Snapplotは、これらの課題を解決するために、ステージ・イベント業界に特化した専用ツールとして開発された。

Snapplotとは

Snapplotは、音響・照明・映像・配信のシステム系統図をブラウザ上で直感的に作成できるWebアプリケーションだ。インストール不要で、ブラウザさえあればどのデバイスからでも利用できる。

最大の特長は、圧倒的な操作スピードだ。140機種以上の機材データベースから機材を選び、キャンバスにドラッグ&ドロップで配置。端子をクリックするだけで配線が完了する。ExcelやVisioで数時間かかっていた系統図作成が、Snapplotなら短時間で仕上がる。
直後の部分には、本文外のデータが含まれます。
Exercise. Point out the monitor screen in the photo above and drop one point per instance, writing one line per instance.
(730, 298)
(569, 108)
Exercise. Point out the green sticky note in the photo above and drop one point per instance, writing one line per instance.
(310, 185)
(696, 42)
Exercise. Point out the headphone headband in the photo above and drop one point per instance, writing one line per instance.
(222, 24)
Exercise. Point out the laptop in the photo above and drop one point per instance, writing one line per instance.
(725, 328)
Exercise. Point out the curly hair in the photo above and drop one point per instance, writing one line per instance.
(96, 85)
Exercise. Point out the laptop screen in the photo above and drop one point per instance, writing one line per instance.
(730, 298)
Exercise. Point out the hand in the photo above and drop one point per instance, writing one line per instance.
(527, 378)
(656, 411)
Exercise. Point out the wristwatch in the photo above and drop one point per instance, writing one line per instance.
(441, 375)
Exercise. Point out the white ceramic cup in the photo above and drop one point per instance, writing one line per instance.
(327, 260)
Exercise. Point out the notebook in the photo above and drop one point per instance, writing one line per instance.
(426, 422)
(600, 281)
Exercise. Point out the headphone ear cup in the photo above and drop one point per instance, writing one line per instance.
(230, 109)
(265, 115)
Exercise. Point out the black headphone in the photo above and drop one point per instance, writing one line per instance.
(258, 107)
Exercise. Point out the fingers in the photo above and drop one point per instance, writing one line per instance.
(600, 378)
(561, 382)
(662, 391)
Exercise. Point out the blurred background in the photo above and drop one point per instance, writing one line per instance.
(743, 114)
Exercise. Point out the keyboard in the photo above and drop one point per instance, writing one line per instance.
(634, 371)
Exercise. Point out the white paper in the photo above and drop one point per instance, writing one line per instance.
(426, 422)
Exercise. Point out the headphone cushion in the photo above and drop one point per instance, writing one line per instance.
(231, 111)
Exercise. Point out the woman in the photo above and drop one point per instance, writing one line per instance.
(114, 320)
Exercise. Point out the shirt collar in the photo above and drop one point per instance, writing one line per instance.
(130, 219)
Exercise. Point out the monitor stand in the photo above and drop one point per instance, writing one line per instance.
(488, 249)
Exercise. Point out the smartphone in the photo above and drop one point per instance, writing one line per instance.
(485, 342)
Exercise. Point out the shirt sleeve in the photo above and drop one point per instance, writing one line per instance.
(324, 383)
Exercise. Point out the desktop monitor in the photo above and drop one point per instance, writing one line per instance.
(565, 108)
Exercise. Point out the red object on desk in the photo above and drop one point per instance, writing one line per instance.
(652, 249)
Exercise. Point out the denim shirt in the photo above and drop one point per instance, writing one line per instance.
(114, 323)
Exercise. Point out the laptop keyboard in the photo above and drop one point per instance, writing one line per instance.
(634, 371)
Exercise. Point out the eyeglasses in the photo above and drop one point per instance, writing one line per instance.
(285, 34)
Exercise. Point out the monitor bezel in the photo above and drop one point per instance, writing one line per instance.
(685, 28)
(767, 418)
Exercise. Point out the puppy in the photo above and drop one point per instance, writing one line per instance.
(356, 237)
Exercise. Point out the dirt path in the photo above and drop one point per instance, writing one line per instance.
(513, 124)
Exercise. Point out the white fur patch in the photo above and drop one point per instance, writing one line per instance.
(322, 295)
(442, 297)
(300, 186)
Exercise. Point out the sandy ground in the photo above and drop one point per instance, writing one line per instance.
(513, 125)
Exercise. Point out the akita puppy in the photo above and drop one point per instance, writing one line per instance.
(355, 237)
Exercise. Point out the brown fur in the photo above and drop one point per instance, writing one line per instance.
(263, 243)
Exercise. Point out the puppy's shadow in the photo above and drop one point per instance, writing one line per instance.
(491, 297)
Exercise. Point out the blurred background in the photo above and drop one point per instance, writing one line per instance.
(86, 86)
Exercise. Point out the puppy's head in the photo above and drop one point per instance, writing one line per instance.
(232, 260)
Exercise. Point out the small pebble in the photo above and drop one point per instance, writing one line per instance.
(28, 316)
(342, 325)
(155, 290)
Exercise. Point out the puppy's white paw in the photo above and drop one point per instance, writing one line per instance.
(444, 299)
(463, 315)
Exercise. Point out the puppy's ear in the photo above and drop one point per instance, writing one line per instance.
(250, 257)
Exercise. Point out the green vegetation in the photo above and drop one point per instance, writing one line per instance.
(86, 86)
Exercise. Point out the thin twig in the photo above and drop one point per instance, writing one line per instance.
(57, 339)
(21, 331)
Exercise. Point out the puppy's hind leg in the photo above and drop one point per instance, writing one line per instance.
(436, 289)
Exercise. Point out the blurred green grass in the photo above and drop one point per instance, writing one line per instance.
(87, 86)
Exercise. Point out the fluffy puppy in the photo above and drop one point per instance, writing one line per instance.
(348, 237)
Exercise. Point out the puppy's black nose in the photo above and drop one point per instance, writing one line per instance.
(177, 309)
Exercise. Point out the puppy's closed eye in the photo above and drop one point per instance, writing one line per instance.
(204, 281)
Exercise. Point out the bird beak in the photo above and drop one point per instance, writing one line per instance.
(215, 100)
また、ユーザー同士が機材テンプレートを共有できる「コミュニティライブラリ」を搭載。プリセットにない機材も、他のユーザーが登録した機材をワンクリックで取り込めるため、ライブラリは日々充実している。アプリ内の「Backstage(要望掲示板)」ではユーザーからの機能リクエストを常時受け付けており、実際に寄せられた声をもとに毎週アップデートを重ねている。

主な機能

  • 機材ライブラリ:Blackmagic Design、Roland、Panasonic、SONYなど140機種以上をプリセット。機材を選ぶだけで端子構成が自動で反映される。ライブラリにない機材もユーザーが自由に登録可能だ。
  • スマートスナップ接続:端子をドラッグするだけで、40種類以上の信号プロトコル(HDMI、SDI、XLR、Dante、NDI、DMX、ArtNetなど)の互換性を自動判定。思考を止めることなく直感的に配線を組める。
  • コミュニティライブラリ:ユーザーが作成した機材を公開・共有できるプラットフォーム。他のユーザーが登録した機材をワンクリックで自分のライブラリに取り込める。これにより、プリセット機材ライブラリに無い機材もユーザーが追加・共有できる。
  • 自動リスト生成:作成した図面から機材リスト・ケーブルリストを自動生成。チェックボックス付きPDFで出力でき、そのまま現場での仕込みチェックリストとして使用可能だ。
  • IPアドレス管理:NDI・ArtNetなどIP化が進む現場向けに、機材のIPアドレスを一元管理できるパネルを搭載。重複チェック、PDF/CSV書き出しに対応している。
  • 共有 & エクスポート:図面はクラウドに自動保存。URLで共有でき、PNG(高解像度2x)、PDF(A4/A3)、CSVでのエクスポートに対応している。

対応領域

  • 映像(Video):正式稼働中
  • 配信(Streaming):正式稼働中
  • 音響(Audio):開発中(近日公開予定)
  • 照明(Lighting):開発中(近日公開予定)

音響・照明ドメインについては、回線表(インプットパッチ表)やDMXオートパッチ、バトン管理などの専用機能を含めて開発を進めており、順次公開予定だという。

ユーザーの反応

ベータ版公開から約1カ月で登録ユーザー500名を突破。アプリ内の「Backstage(要望掲示板)」を通じて多数の機能リクエストが寄せられており、ユーザーの声を反映した開発を継続している。

料金プラン

  • Free:無料(プロジェクト1件・図面3面・データ保存30日間)
  • Pro:月額1,980円(プロジェクト&図面無制限・データ永久保存・カスタム機材登録・URL共有)
  • Team:準備中(最大5人のチーム利用・共有ライブラリ・権限管理)

同社は、音響・照明ドメインの正式対応に加え、チームプランの提供、モバイル対応の強化を予定している。「現場で本当に使えるツール」を目指し、ユーザーの声を聞きながら開発を続けていく。